However I spend money on each NPS and PPF. Till now, I’ve saved my investments in NPS to a naked minimal. Nonetheless, it’s doable that I could begin routing extra sooner or later.
Allow us to digress a bit to grasp why I could do this.
Over the previous decade, the tax therapy of many fashionable funding merchandise has turn out to be opposed. Or somewhat it has turn out to be much less benign. Examples embody:
EPF
Conventional Insurance coverage
Unit Linked Insurance coverage Plans (ULIPs)
Fairness Mutual Funds
Debt Mutual Funds
PPF is the one debt funding that has retained its benign tax-free standing.
NPS is the one funding for which tax incentives have improved during the last decade. The one funding product.
It’s tough to discover a purpose for NOT investing in PPF. It’s the finest fastened earnings funding for retirement. Therefore, except you determine to shun debt investments fully on your retirement portfolio, there may be little purpose why you shouldn’t spend money on PPF.
The choice to spend money on NPS is a extra nuanced one.
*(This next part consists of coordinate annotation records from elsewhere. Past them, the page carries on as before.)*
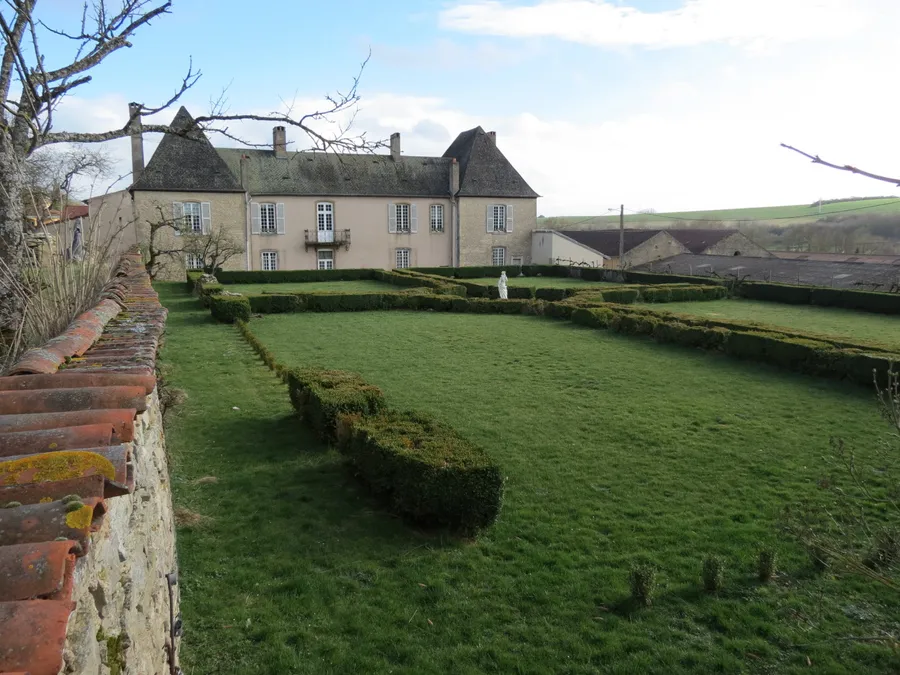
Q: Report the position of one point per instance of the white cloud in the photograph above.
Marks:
(750, 23)
(696, 145)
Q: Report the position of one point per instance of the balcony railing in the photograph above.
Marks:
(326, 238)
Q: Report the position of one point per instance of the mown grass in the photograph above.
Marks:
(616, 450)
(313, 286)
(842, 323)
(541, 282)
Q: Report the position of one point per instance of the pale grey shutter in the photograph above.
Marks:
(205, 217)
(255, 227)
(178, 216)
(279, 218)
(392, 218)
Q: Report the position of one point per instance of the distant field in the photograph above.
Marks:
(796, 214)
(542, 282)
(311, 286)
(839, 323)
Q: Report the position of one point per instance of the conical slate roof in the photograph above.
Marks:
(186, 161)
(483, 170)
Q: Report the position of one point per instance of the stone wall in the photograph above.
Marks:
(121, 621)
(87, 535)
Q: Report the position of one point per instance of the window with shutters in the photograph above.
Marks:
(267, 218)
(192, 217)
(437, 217)
(402, 217)
(402, 258)
(498, 217)
(269, 261)
(325, 260)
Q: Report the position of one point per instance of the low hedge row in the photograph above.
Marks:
(424, 469)
(192, 277)
(229, 308)
(321, 396)
(412, 279)
(867, 301)
(207, 289)
(291, 276)
(477, 272)
(803, 354)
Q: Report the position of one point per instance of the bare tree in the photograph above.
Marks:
(31, 89)
(843, 167)
(170, 242)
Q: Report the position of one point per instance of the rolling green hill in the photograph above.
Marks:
(784, 215)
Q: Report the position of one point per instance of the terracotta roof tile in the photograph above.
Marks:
(37, 570)
(33, 523)
(75, 398)
(33, 635)
(67, 417)
(94, 485)
(48, 440)
(68, 380)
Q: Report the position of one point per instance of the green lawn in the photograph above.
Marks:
(542, 282)
(313, 286)
(842, 323)
(616, 450)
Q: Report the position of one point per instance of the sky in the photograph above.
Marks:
(662, 104)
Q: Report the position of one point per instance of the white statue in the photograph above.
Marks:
(501, 285)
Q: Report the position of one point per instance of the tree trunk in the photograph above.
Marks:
(12, 240)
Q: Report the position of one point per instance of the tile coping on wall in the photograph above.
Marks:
(67, 414)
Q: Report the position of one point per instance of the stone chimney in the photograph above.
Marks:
(137, 141)
(454, 177)
(395, 146)
(279, 141)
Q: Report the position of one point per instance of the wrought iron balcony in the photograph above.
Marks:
(327, 238)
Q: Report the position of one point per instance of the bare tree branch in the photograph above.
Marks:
(846, 167)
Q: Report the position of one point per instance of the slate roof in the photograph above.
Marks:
(858, 275)
(67, 428)
(483, 170)
(186, 161)
(697, 241)
(607, 241)
(839, 257)
(332, 174)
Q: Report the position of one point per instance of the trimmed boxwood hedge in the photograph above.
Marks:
(807, 354)
(291, 276)
(192, 276)
(866, 301)
(229, 308)
(477, 272)
(320, 396)
(423, 469)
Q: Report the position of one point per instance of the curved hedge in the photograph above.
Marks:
(320, 396)
(866, 301)
(229, 308)
(424, 469)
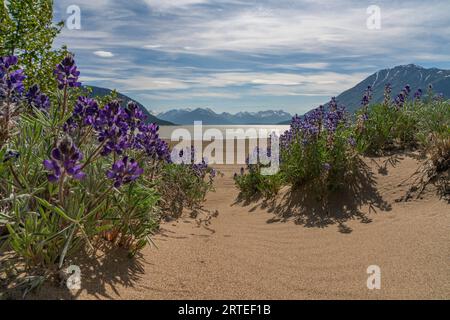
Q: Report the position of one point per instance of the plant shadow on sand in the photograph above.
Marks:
(354, 201)
(100, 275)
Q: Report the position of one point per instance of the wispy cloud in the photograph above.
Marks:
(104, 54)
(218, 51)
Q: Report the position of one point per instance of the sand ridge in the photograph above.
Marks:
(258, 250)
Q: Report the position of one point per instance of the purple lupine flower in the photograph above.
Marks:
(148, 140)
(367, 97)
(351, 141)
(200, 169)
(403, 95)
(124, 171)
(111, 125)
(418, 94)
(65, 159)
(67, 74)
(333, 104)
(37, 99)
(6, 63)
(387, 94)
(11, 155)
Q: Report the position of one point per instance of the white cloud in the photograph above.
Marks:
(163, 5)
(313, 65)
(104, 54)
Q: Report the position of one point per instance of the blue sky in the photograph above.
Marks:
(248, 55)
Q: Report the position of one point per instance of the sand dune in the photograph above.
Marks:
(281, 250)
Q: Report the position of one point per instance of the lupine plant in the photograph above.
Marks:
(79, 173)
(322, 148)
(319, 149)
(390, 125)
(252, 183)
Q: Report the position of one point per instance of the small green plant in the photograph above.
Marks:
(252, 183)
(184, 186)
(320, 150)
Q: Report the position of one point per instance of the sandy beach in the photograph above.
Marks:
(286, 249)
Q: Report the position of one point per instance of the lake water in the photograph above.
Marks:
(167, 131)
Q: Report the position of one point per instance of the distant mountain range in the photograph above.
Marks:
(209, 117)
(415, 76)
(101, 92)
(411, 74)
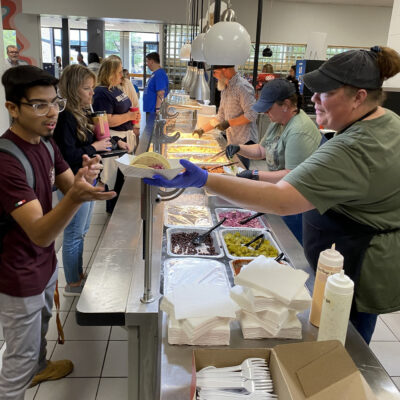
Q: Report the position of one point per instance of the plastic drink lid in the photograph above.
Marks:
(340, 283)
(331, 257)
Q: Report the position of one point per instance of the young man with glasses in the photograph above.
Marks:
(13, 57)
(28, 265)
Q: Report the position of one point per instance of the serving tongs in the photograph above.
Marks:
(261, 236)
(219, 154)
(248, 219)
(279, 257)
(198, 240)
(223, 165)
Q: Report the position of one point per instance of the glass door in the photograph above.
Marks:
(148, 47)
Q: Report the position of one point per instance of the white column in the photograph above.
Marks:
(4, 118)
(394, 40)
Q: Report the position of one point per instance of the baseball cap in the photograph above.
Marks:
(275, 90)
(219, 67)
(358, 68)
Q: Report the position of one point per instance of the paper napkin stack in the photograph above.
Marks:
(270, 295)
(199, 315)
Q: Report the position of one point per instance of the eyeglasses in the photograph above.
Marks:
(41, 109)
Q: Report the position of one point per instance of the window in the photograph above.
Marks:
(51, 44)
(112, 43)
(136, 55)
(332, 50)
(78, 44)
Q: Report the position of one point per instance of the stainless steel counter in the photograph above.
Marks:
(176, 361)
(112, 297)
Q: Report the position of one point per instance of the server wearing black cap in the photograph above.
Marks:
(349, 187)
(235, 114)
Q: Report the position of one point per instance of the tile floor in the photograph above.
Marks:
(100, 353)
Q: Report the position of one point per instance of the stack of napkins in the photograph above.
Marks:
(199, 314)
(270, 295)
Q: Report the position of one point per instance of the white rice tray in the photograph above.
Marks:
(197, 158)
(187, 216)
(197, 142)
(192, 149)
(124, 164)
(203, 248)
(271, 251)
(257, 223)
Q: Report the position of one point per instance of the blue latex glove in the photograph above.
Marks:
(192, 177)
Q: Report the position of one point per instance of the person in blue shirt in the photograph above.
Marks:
(157, 85)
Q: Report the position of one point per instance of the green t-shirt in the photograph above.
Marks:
(288, 146)
(357, 173)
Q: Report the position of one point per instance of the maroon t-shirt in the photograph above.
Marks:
(26, 268)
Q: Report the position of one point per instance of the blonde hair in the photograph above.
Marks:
(72, 78)
(108, 69)
(388, 61)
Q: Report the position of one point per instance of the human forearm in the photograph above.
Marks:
(240, 120)
(272, 176)
(252, 151)
(119, 119)
(46, 229)
(160, 98)
(281, 198)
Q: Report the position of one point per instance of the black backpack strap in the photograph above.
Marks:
(7, 146)
(50, 147)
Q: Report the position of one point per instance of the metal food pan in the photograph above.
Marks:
(219, 211)
(216, 242)
(197, 142)
(199, 158)
(250, 233)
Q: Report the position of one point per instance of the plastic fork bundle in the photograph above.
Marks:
(249, 380)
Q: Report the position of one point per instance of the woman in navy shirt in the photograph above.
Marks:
(110, 98)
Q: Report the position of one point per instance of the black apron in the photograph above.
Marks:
(351, 238)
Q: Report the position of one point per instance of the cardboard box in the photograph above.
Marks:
(300, 371)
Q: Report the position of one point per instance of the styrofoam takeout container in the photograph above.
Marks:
(250, 233)
(216, 242)
(124, 164)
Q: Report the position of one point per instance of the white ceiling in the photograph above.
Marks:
(379, 3)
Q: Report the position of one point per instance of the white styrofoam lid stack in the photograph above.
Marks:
(203, 301)
(270, 277)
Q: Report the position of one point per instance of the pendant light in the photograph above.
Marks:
(228, 15)
(227, 43)
(200, 90)
(184, 53)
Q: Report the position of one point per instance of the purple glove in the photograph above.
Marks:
(192, 177)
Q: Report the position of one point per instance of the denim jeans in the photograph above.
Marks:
(363, 322)
(25, 321)
(74, 235)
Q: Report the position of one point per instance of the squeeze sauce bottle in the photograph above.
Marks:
(330, 262)
(336, 307)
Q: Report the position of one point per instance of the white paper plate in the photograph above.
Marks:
(233, 170)
(124, 164)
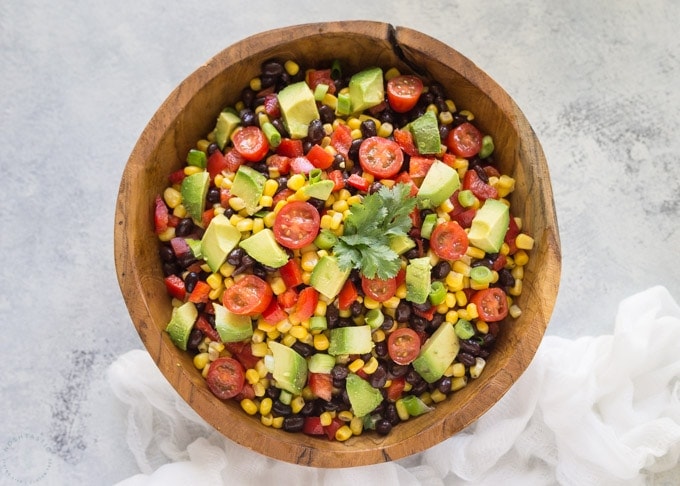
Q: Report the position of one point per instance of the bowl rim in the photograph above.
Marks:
(289, 447)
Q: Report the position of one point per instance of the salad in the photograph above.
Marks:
(340, 249)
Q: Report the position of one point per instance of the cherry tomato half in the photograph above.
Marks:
(225, 378)
(465, 140)
(249, 296)
(492, 304)
(296, 224)
(381, 157)
(449, 240)
(403, 92)
(251, 143)
(403, 345)
(378, 289)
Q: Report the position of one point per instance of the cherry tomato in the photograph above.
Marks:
(449, 240)
(378, 289)
(492, 304)
(225, 378)
(249, 296)
(403, 345)
(251, 143)
(465, 140)
(296, 224)
(403, 92)
(381, 157)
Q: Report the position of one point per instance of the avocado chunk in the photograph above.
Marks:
(425, 130)
(227, 122)
(489, 226)
(400, 244)
(218, 240)
(327, 276)
(298, 108)
(437, 353)
(181, 323)
(194, 190)
(262, 246)
(248, 185)
(366, 89)
(290, 368)
(418, 280)
(350, 340)
(231, 327)
(319, 190)
(362, 396)
(440, 182)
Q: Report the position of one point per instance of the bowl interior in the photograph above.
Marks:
(189, 113)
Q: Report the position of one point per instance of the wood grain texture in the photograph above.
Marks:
(189, 113)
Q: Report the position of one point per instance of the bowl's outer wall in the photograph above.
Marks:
(189, 114)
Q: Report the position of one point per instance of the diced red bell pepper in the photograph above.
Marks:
(291, 273)
(175, 287)
(347, 295)
(358, 182)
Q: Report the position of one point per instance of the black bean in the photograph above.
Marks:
(293, 423)
(466, 359)
(368, 128)
(383, 426)
(195, 338)
(403, 312)
(234, 257)
(379, 377)
(441, 270)
(190, 281)
(281, 409)
(166, 253)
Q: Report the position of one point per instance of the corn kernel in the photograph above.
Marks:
(343, 433)
(249, 406)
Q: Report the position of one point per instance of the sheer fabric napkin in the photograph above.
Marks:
(599, 410)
In absence of tax advantages, NPS isn’t any particular product. We may have simply replicated the product through the use of mutual funds. Even in NPS, your cash will get invested in diversified funds solely. Mutual funds additionally wouldn’t have restrictions of NPS. No compulsion to purchase an annuity plan both. In any case, in case you should purchase one, you should purchase an annuity plan from the sale proceeds of your mutual fund corpus too.
Nonetheless, with opposed developments within the taxation of mutual funds, portfolio rebalancing has now turn out to be fairly an costly affair with mutual funds. NPS gives tax-free rebalancing. And that I believe is the best benefit of NPS, particularly for large portfolios.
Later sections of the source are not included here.